When I think I have something to say, a scene that needs describing, for example, it gets written fairly quickly. The result communicates effectively, the scene is set and I move to the next bit before I forget what it was that I really wanted to write about, normally some point of plot that needs establishing. That’s how I keep going, more or less from one plot point to the next. My composing brain is motivated by narrative. It wants to tell a story.
Eventually, though, I decide to look back at what I did, not yesterday or the day before but three months or six months ago. Long enough to have forgotten it, really. And there is a different itchy bit of my brain which makes itself felt, the part that both motivates and takes satisfaction from revision.
Here’s an example.
His shoes were too big, sloppy, making it hard to run closely parallel to the train. Sweat on the back of his neck and under his arms collected, untouched by the drying wind. Arms covered by a jacket too thick for summer pumped in time with his legs. Belongings bounced on his back, tightly wrapped and tied in a small turkey.
I looked at it this morning, just trying to prime the pump after having taken a few days off. The edits I made are below, followed by the most recent version.
His shoes were too big, sloppy, making it hard to run closely parallel to the train. Untouched by the drying wind, rivulets of sweat trickled down his spine and pooled Sweat on the back of his neck and under his arms collected,at his waist. untouched by the drying wind. Arms covered by a jacket thicker than summer pumped in time withto the rhythm of his legs his legs., setting the tightly wrapped bundle on his back bouncing in time with his strides. Belongings bounced on his back, tightly wrapped and tied in a small turkey. His too-big borrowed shoes were sloppy, making a run parallel to the train even more precarious, and he recalled the advice that had set him on this course.

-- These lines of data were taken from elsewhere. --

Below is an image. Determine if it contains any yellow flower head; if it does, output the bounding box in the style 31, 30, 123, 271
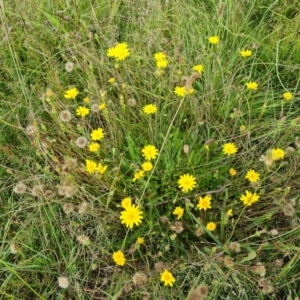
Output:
173, 206, 184, 220
154, 52, 167, 61
245, 169, 260, 182
91, 128, 105, 141
206, 222, 217, 231
142, 145, 158, 160
271, 148, 284, 160
132, 170, 145, 182
85, 159, 97, 174
223, 143, 238, 155
120, 205, 143, 229
229, 168, 236, 176
178, 174, 196, 193
156, 59, 169, 69
240, 49, 252, 57
246, 81, 258, 91
76, 106, 90, 118
240, 191, 259, 206
197, 195, 211, 210
143, 104, 157, 115
142, 161, 153, 172
121, 197, 132, 209
112, 250, 126, 266
89, 143, 100, 152
193, 65, 204, 74
174, 86, 187, 97
97, 163, 107, 174
282, 92, 293, 101
160, 270, 176, 286
208, 35, 220, 45
64, 88, 79, 99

Untouched by the drying wind, rivulets of sweat trickled down his spine and pooled at his waist. Arms covered by a jacket thicker than summer pumped to the rhythm of his legs, setting the tightly wrapped bundle on his back bouncing in time with his strides. His too-big borrowed shoes were sloppy, making a run parallel to the train even more precarious, and he recalled the advice that had set him on this course.

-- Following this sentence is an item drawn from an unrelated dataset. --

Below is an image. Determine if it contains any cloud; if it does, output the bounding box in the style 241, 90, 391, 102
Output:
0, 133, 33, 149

So, I changed almost everything.
And nothing at all.
The difference in my brain is how it feels, the sound that it makes as I read it, having chosen some language for alliterative effect, and some for descriptive concision. I also took out the term “turkey,” because this is so early in a novel that readers are unlikely to understand it. It was a term used by men riding the rails to describe small bundles of personal possessions they carried with them and, as I changed the sentence it was in, it no longer fit. He would have had a turkey bouncing on his back, not an image I was going for. I now see that I was never comfortable with it there and deleting the reference scratches my revision brain. Right on the itchy bit.
And I think it’s better now. It’s not finished, of course, as I already feel that a couple of changes will be obvious the next time I come back to it.
So, we compose to say something. And we revise to say it better. The difference for me is time. I have to bring a fresh brain to it, a brain that is capable of reading what it has written without taking shortcuts of familiarity and memory. As well, the satisfaction of having written must have abated because it gets in the way of change.
And I have to bring a brain in need of a good scratch in a hard-to-reach spot.